What reveals more about the world and is harder to paraphrase, a photograph of a person or Picasso's portrait of them?
They may have worked alone, but no one can fully isolate themselves from society, they have to be raised by someone, go to school and learn. Yes they can become eccentric, and perhaps by in being so isolated they can see further and clearer than those who are so fully enmeshed in society that it is impossible for them to have such a point of view.artists who worked alone throughout their lives
I don't see what you mean by "propositional attitude". An attitude is the property of an individual. My attitude is different from your attitude. On this premise, I assume that my attitude toward any given proposition is different from your attitude toward that proposition. If "how things are" is a matter of propositional attitude, how do you jump to the conclusion that there is such a thing as "how things are for us"?
I agree with you here, because this is the point I am arguing.

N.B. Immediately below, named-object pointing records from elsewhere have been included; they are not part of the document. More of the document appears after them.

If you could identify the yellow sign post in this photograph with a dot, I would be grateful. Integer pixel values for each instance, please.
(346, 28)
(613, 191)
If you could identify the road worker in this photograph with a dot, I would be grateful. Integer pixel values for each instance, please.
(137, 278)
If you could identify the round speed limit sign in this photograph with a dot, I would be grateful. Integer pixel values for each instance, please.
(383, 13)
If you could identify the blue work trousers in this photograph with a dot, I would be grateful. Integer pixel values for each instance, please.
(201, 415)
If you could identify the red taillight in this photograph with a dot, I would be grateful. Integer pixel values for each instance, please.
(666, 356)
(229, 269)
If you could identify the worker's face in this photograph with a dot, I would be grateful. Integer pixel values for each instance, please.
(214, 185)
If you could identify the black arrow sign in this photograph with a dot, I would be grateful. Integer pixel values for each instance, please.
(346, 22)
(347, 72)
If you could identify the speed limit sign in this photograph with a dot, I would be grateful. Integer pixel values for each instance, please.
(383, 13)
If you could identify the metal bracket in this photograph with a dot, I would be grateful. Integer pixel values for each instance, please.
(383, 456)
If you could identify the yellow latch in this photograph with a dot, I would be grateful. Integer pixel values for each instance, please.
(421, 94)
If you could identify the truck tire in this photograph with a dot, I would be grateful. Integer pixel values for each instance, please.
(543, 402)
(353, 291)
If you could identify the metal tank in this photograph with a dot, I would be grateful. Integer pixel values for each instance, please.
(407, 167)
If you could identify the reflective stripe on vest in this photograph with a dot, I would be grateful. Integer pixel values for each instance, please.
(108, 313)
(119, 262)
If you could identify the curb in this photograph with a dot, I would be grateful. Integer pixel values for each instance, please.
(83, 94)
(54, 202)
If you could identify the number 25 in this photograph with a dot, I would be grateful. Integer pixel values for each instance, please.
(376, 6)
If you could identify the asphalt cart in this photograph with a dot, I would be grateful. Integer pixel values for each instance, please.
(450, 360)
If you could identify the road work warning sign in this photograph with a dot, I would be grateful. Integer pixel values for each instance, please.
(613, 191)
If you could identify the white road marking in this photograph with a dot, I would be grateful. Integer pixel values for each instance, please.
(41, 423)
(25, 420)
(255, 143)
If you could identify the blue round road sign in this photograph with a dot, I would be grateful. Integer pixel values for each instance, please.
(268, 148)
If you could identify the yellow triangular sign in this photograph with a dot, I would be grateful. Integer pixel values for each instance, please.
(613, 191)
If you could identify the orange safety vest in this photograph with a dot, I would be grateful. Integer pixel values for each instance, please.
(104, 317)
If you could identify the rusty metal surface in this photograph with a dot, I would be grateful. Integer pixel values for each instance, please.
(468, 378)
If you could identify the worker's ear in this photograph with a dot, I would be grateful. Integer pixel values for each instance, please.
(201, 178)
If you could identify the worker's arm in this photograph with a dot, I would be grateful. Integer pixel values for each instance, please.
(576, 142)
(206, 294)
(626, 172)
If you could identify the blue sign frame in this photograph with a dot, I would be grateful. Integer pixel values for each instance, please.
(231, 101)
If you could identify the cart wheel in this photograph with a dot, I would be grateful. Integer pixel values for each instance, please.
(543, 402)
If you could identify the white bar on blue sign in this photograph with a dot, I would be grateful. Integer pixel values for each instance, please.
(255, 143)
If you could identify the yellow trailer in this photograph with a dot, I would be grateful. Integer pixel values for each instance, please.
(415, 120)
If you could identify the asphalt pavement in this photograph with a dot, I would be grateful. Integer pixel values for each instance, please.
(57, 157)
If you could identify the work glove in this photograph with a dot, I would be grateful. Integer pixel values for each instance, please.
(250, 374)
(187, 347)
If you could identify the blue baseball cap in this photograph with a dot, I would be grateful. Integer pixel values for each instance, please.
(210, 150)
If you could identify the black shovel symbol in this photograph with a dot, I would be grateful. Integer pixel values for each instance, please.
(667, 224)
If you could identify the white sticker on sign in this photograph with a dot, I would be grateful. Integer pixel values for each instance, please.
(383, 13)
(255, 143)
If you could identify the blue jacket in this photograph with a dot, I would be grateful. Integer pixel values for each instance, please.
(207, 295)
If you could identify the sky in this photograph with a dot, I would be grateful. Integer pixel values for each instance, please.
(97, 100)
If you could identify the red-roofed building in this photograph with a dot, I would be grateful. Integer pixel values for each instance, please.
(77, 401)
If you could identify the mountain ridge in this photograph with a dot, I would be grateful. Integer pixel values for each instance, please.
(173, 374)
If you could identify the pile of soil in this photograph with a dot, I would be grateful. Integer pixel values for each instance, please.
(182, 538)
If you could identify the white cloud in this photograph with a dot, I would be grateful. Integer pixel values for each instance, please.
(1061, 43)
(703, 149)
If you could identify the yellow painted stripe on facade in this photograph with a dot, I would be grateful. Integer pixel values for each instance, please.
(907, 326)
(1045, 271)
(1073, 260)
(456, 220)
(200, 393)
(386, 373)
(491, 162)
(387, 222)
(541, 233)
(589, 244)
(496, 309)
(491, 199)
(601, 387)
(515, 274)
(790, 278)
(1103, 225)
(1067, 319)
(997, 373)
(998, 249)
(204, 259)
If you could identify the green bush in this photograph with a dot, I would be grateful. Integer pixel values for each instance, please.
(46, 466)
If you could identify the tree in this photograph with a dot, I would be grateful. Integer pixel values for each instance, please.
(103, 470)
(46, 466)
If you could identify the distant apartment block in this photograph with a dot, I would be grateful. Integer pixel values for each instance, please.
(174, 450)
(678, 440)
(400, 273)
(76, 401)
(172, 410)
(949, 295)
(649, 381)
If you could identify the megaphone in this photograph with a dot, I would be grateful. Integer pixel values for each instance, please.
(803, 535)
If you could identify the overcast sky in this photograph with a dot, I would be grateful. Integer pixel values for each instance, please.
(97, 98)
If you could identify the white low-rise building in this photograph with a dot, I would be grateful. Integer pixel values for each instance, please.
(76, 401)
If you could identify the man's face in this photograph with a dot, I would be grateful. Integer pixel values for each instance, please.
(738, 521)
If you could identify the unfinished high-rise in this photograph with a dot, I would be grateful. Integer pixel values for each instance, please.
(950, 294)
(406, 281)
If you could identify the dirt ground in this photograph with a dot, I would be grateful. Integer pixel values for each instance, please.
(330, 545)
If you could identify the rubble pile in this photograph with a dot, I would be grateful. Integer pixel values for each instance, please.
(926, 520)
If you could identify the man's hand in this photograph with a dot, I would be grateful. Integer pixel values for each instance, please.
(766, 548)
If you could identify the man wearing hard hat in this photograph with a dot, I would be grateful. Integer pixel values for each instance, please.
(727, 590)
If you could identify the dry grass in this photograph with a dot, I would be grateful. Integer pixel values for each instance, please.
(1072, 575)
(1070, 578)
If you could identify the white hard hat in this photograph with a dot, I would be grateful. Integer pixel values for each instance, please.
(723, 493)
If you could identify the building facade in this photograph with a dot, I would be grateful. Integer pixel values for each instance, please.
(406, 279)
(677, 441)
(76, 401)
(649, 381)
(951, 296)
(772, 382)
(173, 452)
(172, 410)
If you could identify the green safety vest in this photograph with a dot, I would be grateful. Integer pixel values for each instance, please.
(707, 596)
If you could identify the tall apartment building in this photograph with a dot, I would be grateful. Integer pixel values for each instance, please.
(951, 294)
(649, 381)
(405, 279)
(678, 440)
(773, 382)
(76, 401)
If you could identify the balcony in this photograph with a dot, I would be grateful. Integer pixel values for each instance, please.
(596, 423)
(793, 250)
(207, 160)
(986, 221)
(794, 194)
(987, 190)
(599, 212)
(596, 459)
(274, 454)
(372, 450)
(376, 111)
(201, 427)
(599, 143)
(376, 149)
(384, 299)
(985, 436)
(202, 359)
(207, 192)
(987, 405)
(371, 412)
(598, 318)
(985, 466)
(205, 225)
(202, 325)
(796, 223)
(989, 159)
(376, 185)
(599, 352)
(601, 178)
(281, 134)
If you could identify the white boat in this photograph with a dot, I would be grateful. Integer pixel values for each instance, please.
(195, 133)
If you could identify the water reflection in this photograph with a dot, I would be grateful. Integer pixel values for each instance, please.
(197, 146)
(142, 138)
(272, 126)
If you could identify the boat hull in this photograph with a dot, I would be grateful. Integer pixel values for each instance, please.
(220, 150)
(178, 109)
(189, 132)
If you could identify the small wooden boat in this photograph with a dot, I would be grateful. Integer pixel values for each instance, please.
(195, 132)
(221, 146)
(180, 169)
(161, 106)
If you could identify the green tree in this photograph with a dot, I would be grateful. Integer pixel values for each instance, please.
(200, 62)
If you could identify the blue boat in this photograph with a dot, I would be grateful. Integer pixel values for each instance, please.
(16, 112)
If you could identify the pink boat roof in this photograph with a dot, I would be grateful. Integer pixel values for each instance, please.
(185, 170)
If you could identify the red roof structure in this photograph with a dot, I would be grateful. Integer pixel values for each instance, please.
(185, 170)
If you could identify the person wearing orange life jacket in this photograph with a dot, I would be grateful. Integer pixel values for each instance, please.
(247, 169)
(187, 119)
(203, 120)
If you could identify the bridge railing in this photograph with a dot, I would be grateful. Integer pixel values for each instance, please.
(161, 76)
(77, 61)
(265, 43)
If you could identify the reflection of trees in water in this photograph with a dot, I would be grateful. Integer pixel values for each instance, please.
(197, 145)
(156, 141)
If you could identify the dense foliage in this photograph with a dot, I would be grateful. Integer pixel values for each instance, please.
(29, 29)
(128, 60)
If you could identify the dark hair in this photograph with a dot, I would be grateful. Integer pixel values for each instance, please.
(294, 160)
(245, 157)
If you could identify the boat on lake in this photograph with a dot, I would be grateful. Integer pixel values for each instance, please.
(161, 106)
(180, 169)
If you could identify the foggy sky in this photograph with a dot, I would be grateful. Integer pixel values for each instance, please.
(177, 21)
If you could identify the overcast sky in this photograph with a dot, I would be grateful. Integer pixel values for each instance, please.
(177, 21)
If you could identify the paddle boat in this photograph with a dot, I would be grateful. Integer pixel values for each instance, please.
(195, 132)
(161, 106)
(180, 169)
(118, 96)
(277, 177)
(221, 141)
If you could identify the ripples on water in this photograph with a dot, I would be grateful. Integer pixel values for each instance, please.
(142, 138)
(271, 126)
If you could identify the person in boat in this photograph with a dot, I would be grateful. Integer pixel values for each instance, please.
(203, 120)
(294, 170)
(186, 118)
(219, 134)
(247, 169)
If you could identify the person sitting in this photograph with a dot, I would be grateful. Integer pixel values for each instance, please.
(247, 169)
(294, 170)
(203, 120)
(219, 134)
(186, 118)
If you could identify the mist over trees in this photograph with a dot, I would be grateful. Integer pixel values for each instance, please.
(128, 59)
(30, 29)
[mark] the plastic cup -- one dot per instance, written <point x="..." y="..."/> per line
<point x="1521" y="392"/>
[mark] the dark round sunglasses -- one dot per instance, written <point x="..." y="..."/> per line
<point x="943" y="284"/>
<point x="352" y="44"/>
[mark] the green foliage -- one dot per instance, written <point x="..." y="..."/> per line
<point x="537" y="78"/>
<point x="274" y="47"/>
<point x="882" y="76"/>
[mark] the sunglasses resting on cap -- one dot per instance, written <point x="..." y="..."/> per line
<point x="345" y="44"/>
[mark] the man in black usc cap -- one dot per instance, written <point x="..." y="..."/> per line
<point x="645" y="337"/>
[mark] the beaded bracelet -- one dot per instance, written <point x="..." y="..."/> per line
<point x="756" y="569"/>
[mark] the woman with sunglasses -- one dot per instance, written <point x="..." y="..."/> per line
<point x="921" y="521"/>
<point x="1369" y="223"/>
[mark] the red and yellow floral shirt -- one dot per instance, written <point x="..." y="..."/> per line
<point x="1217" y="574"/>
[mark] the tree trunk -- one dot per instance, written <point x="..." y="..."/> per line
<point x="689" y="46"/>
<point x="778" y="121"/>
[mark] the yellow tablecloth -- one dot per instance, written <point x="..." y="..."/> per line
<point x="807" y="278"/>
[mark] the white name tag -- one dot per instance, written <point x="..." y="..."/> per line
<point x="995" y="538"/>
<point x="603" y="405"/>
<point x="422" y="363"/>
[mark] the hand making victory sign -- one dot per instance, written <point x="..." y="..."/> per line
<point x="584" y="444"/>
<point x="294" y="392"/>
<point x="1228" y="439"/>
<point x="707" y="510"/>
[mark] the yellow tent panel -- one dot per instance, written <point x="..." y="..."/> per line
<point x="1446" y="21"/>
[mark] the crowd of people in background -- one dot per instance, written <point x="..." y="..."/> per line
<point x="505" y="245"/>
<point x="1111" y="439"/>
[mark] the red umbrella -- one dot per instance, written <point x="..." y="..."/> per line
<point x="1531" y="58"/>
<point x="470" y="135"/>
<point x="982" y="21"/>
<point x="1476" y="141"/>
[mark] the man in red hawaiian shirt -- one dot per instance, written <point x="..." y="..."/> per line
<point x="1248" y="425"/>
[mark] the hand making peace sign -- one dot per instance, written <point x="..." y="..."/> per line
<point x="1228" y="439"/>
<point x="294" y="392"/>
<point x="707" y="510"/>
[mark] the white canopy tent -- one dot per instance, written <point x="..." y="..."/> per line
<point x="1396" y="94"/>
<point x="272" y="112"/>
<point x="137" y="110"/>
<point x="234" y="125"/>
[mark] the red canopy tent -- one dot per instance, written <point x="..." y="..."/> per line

What we refer to as a certainty, something which cannot be doubted, is something non-attitudinal. Whether there is anything which fulfills this condition is another question. However, if there is nothing, then what justifies the attitude of certitude? And if this attitude cannot be justified, then the attitude of uncertainty is the justified attitude.
The "goal" depends. The conscious goal of the artist? Sometime's there isn't one. The metaphysical telos of art in general? Big shoes to fill, no? I like what Berdyaev said about art, paraphrasing: "art wants to create actual being, but fails." Art has the divine creative urge, to create being itself. Laughable or controversial, maybe, but real.
Even for myself, my motives for making art depend. I will say, in leu of the Witty quote I just posted to the TPF Quote Cabinet, that the music I've made that I found to be the most personally satisfying and cathartic was the work that was the most personal and honest, as cliche as that is. The personal goal, for me, of making music is to go deeper and deeper, both into myself as I evolve (or devolve), and also into the medium that I have available to me. To explore my own being concurrently with exploring the medium, and to explore how the two interact, and how they interact with the world. All of this is a product of the world around me; the world and the life I find myself in dictate how I respond to the medium, and to what extent I can go into myself to pull a piece of myself out and transform it into something.
It is very important for the artist to gauge his
position aright, to realize that he has a duty to his art and to
himself, that he is not king of the castle but rather a servant
of a nobler purpose. He must search deeply into his own soul,
develop and tend it, so that his art has something to clothe,
and does not remain a glove without a hand.
By "contingent" are you trying to say that there is no such things as how things are? I don't think that word serves this purpose.
If this is your understanding, Cavacava, can you explain why art is not paraphrasable?
To communicate feeling/value/meaning.
As much a something as anything else.